1. The g-factor premise is that a sufficiently complex test reveals an "underlying" intelligence factor and performance in it will be predictive of performance in other complex tests (whether that's Sudoku or life in general).

2. Mensa in the UK use the Cattell Culture Fair II test which strongly correlates with WAIS without the fanfare (i.e. it's just non-verbal puzzles). Triumph for g-factor, thus I discount your "battery of tests are better or somehow more revealing of the brains potential" argument.

3. One would expect that intelligence and rationality would correlate since it'll directly impact your ability to solve complex situations. It turns out that it doesn't, and I think a notion of arational or irrational intelligence is without sense.

4. However IQ does seem to correlate with the ability to "think quicker" and "cut out the noise". E.g. https://eu.usatoday.com/story/tech/2013/05/23/iq-vision-brai... . If you follow the thread, you'll find that it also comes with disadvantages (e.g. being less able to perceive slow change).

5. I'm using "Turing complete" as a dumb analogy to computing. Something that tests the range of things that you can solve, at any speed. To continue the analogy, if I'm a slow Turing machine but you're a lightening fast pushdown automata, fast as you might be within your domain, there's still a world of things that you can't solve that I can.
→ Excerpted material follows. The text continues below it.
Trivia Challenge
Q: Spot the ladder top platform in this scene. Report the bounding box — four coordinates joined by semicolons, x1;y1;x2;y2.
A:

6. Anecdotally, I've observed that amongst my guys, being a bad-ass mathematician and being able to actually model or understand the world are separate skills. A narrow example, but an example nontheless, in my opinion Physics > Mathematics in terms of expressing the potential of a rational thinker precisely because it requires more "Turing machine".... to wit, consider all the maths that just never would have happened without the bad-ass physicists (again IMO exactly for the same reason stated).